My view is, if you have a lot of investment funds and dont know where to put them, then a large proportion sunk in gold wont be a bad decision.
However, I dont tend to invest on a forward basis. I invest what could be said to be backwards. I look at the end result projected, and work from there. I also look at every investment from the fundamental truth that you make your money when you buy, not when you sell. That means you need to buy right.
Let me give several examples.
I bought real estate from 1992 to 1997 because it was ridiculously undervalued. I started on the south coast, and gradually over a period of five years worked my way west from Sussex to Devon. Idiots bought when prices were high, and p/e ratios were well over ten. I bought when they were back down at 1. Ten is a fair value. Anything above is expensive. Anything below is probably good value if prices are rising but not if they are falling.

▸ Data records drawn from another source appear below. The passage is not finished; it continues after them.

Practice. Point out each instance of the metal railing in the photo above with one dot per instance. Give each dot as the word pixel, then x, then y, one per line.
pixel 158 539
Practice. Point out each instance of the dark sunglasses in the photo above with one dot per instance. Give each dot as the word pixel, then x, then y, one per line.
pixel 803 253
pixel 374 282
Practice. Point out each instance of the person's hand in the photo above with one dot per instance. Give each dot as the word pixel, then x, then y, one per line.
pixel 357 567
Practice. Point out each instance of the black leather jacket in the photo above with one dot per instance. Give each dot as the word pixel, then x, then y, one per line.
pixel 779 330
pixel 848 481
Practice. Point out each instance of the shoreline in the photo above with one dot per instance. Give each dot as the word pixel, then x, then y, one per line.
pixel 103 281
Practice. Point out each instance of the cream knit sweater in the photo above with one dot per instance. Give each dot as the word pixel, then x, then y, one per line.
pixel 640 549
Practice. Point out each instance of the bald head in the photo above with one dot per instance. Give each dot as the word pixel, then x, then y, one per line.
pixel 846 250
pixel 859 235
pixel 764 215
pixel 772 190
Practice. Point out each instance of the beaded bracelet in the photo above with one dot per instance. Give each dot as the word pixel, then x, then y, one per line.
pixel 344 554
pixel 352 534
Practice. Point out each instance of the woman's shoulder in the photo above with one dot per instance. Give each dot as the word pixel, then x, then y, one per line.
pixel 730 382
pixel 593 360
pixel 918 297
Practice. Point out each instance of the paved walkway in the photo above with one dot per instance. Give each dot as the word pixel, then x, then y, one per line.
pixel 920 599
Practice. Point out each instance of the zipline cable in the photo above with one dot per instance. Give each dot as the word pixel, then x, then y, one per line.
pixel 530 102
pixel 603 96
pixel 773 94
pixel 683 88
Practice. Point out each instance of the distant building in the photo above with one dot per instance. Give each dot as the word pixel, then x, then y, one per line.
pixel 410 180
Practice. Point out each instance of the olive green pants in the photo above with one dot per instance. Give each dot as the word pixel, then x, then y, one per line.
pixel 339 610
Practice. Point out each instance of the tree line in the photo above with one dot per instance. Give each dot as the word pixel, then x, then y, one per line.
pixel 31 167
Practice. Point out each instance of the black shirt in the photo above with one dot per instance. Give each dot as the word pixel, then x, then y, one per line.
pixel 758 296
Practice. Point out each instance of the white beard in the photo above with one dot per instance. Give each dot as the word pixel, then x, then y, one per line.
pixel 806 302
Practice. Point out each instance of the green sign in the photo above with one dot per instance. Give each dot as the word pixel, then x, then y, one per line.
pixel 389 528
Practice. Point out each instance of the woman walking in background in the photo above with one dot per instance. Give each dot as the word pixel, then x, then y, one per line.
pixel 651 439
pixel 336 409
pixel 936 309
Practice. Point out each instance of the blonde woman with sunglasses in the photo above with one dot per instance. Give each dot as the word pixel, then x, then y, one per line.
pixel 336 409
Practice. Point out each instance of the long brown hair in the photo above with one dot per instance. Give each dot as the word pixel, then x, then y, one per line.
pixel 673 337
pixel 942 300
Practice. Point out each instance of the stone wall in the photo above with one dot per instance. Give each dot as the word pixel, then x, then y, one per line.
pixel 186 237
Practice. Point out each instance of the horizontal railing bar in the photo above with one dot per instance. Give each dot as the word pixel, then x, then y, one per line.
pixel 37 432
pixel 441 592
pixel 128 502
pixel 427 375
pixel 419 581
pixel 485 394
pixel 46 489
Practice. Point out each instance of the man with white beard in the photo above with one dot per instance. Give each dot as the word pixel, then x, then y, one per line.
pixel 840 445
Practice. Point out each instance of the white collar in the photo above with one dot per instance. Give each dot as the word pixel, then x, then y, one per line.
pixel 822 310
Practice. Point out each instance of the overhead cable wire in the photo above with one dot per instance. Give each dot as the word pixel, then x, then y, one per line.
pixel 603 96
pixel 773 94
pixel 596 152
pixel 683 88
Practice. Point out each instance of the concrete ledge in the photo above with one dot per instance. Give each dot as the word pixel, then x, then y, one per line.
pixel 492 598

Long term readers will be bored to hear that an essential metric is interest rates. If they are low, they can only rise. You dont want that. If they are high they can only fall. That’s what you need, but high interest rates are not enough, they need to be falling.
You now have high prices, rising interest rates, and a sagging market. That means prices will fall making any recent purchase lose money. Interest rates are rising, meaning your purchase is going to cost more in the future.
If you buy my book on real estate, you will find I run various test scenarios regarding prices and interest rates. Here’s the link: https://www.amazon.com/dp/B07D3ZW8D2
You buy when prices are on the floor and interest rates are high but beginning to fall.
That’s how it works with real estate. With precious metals the theory is the same, but the mechanism is slightly different.
In 1987 I sold stocks and bought gold. We had a similar situation than to today’s market instability. I was chuffed when the market crashed and Julie and I swanned off to the Canary Islands for a luxury winter with my gold holdings buoyant.
It wasn’t until the following spring when I looked at my holdings that I realised I had made a bit of a mistake.
There is a pattern in investments that is immutable. When your core investments fall, you cut and run. You bolster up other investments until that no longer works, and you are forced to sell your solid investments to cover the losses on the duff investments. That depresses the price of the good investments.
What you need to do is follow the age-old investment theories. Buy low, sell high. Most people get caught and end up doing the opposite.
You do not buy gold at the beginning of a crash, but after there is blood in the streets. After a big crash almost no-one is left standing. Those who bought gold can at least survive by selling it, but that is when you buy.
Here’s the scenario. Buy after a crash when prices are low and can only rise. Hang on until there are dark clouds on the horizon. Sell before the next crash, and go into hiding. When all is doom and gloom, buy back into gold. When the property market is totally trashed and no-one is buying, go out and buy, pretending to the bank manager if necessary that you are going to buy a car. You usually have a two year gap when no-one wants to know about property before the penny drops that it is a good investment after all, by which time you’ve bought at rock bottom prices.
So should you buy gold just now?
We haven’t had a crash yet, and folks aren’t liquidating positions, and as far as I can see although there are constant warnings of wipe-out, I dont see that at all. Wipe-out usually comes when no-one expects it. Too many people expect it now, so we are going to have continued wide swings in the markets. Gold will sag when investors are forced to sell their gold to support their other positions, that’s when to buy…. that is unless it’s different this time. But I’m in no hurry.